— Но я никогда не была в Саланештах.
— Неужели вы поверили, что я не узнал вас? Я думал, вы умнее.
Крикнул:
— Хватит! Говори — парашютистка?
— Нет!
Шеф обошел вокруг стола, впившись в меня глазами-кровососами. Сейчас ударит.
— Парашютистка?
— Нет.
Пощечина.
— Парашютистка?
— Нет.
Пощечина.
Шеф шипел и бил, бил и шипел. Бил по голове, по плечам, по спине, по зубам. Бил железными кулаками — шеф жандармерии Ионеску славился жестокостью.
Но выбивал только одно:
— Нет!.. Нет!.. Нет!..
Я кричала, чтобы заглушить боль и унижение, чтобы он понял — меня не сломить. Я почти ликовала — он ни черта не знает, шеф жандармерии, ни черта! И никогда не узнает! Никогда!
2.
Допрос длился пять суток. Пять дней и пять ночей — почти без передышки. Утомленного шефа сменяли его подручные — на то время, что он принимал гостей дома, целовал пышную красавицу Марго, спал. А меня били, били, били.

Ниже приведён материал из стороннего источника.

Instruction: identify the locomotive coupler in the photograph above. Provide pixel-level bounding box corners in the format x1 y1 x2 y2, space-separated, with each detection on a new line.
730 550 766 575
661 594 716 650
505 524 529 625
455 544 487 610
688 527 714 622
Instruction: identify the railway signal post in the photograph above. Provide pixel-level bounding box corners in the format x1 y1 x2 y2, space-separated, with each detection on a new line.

Уже не было боли. Не было моего тела. Левый глаз не видел, волосы покрылись кровавой корой. Жестким стало изорванное платье — еще недавно в зеленую точечку. Временами угасала мысль. Жило во мне только одно яростное сопротивление — его нельзя было растоптать, окровавить, изуродовать. Оно было недосягаемо для кулаков палачей. Его можно было только убить вместе со мной.
Но меня почему-то не убивали. Надеялись выбить признание. Хоть ложное, но только, чтобы шефу заработать награду от своих хозяев. Шутка ли, в его владениях такие диверсии, а преступников нет.
— Нет!.. Нет!.. Нет!.. — твердила я разбитым ртом.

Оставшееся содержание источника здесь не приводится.